Conférence : Le Droit des affaires à l’épreuve des FinTech

Chaque année, les étudiants du parcours Droit fondamental de l’entreprise du Master 2 de Droit des affaires de l’Université Paris Nanterre, organisent et présentent des conférences sur des thèmes choisis par eux.

Cette année, nous n’avons pas manqué à l’appel : nous nous sommes concentrés sur des problématiques d’actualité, qui impactent fortement le droit en général, et le droit des affaires en particulier.

Deux conférences ont été organisées, l’une ayant eu pour thème le Droit des affaires à l’épreuve des FinTech, l’autre traitant de l’avènement des LegalTech dans l’environnement juridique.

Compte-rendu de la conférence portant sur « Le Droit des affaires à l’épreuve des FinTech » :

« Osez ; le progrès est à ce prix » : Victor Hugo assimilait l’innovation et l’audace. En effet, pour progresser, il faut oser. De la hardiesse, nombre d’entrepreneurs en ont eu. À la suite de la crise économique de 2008, ils ont créé des startups qui réinventent la finance à l’aide des technologies. Ces entreprises innovantes sont regroupées sous l’appellation « FinTech » et s’invitent dans le monde fermé des établissements bancaires.

Le but ? Rendre la finance plus simple et plus accessible, en proposant des services financiers de meilleure qualité et moins coûteux. En dix ans, le secteur bancaire a ainsi connu plus de changement qu’en deux cents ans. Pour cause, les FinTech se développent dans tous les domaines, de la gestion d’épargne au prêt pour les particuliers, en passant par le financement des entreprises ou le paiement en ligne.

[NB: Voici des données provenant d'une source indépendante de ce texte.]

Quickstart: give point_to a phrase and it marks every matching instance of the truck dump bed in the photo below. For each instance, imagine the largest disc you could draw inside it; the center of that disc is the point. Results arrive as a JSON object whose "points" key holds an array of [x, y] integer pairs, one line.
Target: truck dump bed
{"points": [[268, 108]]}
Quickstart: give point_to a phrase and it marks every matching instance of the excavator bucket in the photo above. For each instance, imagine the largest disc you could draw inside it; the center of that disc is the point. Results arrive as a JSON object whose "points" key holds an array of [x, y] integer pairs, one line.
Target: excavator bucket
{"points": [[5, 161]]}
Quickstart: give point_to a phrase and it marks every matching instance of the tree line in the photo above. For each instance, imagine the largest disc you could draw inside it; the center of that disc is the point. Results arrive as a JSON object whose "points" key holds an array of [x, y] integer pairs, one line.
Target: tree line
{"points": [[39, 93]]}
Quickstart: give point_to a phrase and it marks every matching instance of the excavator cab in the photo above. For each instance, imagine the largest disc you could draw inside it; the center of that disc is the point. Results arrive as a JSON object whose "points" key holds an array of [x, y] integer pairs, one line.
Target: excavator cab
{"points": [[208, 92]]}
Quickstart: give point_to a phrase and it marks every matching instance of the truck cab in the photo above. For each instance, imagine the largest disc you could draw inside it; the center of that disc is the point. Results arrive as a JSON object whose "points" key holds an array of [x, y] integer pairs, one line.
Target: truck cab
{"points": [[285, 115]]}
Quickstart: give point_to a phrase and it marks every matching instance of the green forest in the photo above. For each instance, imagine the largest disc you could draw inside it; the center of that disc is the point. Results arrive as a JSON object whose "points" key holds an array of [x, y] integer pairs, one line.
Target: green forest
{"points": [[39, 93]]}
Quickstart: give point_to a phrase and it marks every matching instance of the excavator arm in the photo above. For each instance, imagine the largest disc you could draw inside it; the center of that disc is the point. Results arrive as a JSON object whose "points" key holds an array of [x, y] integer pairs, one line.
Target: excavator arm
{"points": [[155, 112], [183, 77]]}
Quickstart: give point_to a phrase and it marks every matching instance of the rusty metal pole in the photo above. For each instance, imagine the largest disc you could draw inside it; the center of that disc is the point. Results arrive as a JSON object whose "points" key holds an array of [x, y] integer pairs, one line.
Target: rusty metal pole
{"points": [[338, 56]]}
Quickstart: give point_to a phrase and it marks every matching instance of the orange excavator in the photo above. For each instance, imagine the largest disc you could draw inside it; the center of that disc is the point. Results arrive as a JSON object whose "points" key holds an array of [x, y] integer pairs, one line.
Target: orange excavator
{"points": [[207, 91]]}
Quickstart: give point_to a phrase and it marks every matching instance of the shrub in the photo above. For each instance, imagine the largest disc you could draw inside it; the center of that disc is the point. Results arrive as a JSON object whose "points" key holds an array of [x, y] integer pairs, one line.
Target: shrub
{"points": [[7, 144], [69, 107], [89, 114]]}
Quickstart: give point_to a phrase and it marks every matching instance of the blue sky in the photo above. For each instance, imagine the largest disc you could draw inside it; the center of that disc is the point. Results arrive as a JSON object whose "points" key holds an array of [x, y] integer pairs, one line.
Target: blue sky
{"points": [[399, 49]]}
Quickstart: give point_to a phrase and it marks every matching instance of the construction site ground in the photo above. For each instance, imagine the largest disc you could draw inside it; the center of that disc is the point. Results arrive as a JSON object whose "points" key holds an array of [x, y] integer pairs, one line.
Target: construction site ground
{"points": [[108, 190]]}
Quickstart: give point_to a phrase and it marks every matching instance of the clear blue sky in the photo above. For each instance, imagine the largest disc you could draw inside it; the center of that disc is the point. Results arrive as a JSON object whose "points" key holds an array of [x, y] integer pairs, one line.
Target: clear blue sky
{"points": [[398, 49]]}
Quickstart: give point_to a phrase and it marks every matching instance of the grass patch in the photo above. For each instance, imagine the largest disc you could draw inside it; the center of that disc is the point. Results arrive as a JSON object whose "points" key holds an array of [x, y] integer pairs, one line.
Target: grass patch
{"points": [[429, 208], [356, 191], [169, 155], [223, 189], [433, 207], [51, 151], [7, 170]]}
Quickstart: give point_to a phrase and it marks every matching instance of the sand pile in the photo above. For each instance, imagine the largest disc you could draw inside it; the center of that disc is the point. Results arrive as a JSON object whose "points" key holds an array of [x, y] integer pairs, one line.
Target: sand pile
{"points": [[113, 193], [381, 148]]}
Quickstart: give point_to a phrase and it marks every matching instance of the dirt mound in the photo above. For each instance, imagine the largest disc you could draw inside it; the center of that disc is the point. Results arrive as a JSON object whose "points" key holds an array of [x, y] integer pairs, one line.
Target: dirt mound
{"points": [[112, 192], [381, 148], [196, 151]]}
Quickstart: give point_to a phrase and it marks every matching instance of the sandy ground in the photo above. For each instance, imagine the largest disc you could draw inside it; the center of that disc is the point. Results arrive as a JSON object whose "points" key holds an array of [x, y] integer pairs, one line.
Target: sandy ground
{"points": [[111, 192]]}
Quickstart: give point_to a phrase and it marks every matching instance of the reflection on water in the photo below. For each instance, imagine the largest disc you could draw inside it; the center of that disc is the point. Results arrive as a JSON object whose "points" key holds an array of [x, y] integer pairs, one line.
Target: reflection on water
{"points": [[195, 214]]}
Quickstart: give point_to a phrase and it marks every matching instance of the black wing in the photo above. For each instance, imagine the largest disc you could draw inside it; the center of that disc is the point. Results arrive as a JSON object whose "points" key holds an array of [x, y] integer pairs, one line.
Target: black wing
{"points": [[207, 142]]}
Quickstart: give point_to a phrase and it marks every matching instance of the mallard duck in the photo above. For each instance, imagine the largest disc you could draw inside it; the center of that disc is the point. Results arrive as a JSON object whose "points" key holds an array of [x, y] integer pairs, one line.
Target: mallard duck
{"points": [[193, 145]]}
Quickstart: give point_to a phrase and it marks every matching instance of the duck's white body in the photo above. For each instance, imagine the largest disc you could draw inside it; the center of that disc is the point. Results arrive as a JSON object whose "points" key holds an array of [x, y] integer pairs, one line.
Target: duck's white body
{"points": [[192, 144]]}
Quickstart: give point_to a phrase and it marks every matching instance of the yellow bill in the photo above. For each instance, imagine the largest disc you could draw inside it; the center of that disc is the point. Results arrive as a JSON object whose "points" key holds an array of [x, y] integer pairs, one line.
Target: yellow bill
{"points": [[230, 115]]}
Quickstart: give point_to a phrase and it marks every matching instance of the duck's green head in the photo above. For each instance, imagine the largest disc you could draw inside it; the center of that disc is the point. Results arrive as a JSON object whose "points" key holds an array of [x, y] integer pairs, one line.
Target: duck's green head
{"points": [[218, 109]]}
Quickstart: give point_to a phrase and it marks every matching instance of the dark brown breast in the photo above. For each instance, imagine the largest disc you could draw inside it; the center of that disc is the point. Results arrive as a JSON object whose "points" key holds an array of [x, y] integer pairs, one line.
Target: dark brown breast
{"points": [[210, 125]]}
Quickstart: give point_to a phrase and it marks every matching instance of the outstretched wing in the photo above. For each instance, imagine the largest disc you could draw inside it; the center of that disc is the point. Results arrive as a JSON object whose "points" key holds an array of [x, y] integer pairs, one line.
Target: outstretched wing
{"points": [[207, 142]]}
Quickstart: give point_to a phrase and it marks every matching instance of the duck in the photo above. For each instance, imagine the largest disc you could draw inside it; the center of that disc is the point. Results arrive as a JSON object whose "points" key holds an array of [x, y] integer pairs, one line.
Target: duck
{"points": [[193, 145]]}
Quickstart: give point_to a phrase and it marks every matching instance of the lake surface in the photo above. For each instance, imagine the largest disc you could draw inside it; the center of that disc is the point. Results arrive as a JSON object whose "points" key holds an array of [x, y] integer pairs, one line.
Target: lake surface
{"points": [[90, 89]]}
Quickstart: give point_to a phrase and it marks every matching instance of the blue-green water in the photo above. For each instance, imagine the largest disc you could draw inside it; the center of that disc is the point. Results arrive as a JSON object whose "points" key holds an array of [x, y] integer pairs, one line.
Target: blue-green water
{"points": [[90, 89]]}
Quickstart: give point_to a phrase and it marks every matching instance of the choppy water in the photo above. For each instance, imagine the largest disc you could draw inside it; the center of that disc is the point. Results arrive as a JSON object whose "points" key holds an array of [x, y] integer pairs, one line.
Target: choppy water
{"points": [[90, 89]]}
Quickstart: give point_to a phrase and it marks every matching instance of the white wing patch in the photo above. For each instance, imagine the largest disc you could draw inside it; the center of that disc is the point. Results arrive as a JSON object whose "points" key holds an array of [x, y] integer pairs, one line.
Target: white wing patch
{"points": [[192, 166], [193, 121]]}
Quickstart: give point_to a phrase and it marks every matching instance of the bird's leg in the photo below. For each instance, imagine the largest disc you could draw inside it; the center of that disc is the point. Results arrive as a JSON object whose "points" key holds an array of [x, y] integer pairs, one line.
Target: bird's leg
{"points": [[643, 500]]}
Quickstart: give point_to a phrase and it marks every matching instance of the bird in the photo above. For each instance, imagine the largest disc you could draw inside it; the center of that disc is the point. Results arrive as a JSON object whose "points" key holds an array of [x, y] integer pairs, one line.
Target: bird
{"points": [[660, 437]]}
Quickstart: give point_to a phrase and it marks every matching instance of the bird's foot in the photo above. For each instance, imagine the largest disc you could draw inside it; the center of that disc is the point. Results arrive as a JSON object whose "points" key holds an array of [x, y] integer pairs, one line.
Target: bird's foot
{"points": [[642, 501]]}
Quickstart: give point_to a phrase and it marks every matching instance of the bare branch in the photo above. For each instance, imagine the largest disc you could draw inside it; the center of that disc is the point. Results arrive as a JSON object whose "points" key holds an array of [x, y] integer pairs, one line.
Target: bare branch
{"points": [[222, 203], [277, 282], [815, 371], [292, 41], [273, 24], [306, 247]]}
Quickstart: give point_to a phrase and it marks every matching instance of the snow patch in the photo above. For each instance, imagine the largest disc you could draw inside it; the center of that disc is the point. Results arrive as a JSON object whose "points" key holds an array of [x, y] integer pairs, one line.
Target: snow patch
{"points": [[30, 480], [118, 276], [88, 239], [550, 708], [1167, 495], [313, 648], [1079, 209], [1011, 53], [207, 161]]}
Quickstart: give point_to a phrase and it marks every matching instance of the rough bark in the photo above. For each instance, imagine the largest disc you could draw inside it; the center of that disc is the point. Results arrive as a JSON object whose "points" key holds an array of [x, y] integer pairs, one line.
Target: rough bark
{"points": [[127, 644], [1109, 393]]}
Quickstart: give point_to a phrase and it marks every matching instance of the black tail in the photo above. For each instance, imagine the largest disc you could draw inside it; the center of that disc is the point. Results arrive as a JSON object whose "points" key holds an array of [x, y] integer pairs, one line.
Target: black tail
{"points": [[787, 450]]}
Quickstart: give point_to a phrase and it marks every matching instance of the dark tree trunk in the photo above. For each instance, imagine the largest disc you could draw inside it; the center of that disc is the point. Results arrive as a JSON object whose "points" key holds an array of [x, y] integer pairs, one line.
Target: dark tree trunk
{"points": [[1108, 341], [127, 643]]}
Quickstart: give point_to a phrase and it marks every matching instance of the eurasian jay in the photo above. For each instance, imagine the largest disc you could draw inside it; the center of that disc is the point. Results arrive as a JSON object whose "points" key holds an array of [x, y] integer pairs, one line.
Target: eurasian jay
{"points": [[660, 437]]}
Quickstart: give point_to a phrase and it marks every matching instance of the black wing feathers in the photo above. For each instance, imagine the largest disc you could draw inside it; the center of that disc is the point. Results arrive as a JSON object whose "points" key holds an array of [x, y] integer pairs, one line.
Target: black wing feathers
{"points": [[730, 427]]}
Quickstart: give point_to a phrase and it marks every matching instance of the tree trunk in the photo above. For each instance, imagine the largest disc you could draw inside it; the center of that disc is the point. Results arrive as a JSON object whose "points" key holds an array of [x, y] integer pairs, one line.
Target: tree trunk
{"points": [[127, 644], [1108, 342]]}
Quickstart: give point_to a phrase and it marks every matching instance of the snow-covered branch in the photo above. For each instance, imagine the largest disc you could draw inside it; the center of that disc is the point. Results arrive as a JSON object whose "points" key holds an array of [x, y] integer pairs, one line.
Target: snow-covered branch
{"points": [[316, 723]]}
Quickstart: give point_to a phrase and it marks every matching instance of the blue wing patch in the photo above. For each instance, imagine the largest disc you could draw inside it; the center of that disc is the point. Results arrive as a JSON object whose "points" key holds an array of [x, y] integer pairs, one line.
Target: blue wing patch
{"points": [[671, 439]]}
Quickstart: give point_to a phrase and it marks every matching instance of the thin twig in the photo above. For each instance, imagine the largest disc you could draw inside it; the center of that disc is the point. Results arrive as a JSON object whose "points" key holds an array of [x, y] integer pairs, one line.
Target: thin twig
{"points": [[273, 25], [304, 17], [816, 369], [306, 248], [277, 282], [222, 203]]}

Face au succès du FinTech, nous nous sommes questionnés quant à leur incidence sur le droit des affaires. Trois axes principaux ont été développés.

Tout d’abord, nous avons traité de la confrontation des FinTech au monopole bancaire : comment, juridiquement et factuellement, les FinTech et les établissements de crédit coexistent-ils ? Ont été développées des réflexions tant sur la réglementation mise en place, notamment s’agissant du financement participatif, que sur les moyens pratiqués par les établissements de crédit pour maintenir leur activité : coopération avec des FinTech, rachat de startups innovantes, création d’un pôle « innovation » au sein même des établissements de crédit.

Ensuite, nous avons présenté la réglementation en matière de blanchiment de capitaux et de financement du terrorisme, confrontée au développement des FinTech.

Ont été développés les risques d’utilisation, par exemple du financement participatif, afin de financer des activités terroristes.

Par ailleurs, les cryptomonnaies et les risques engendrés en matière de blanchiment de capitaux et de financement du terrorisme ont fait l’objet de développements.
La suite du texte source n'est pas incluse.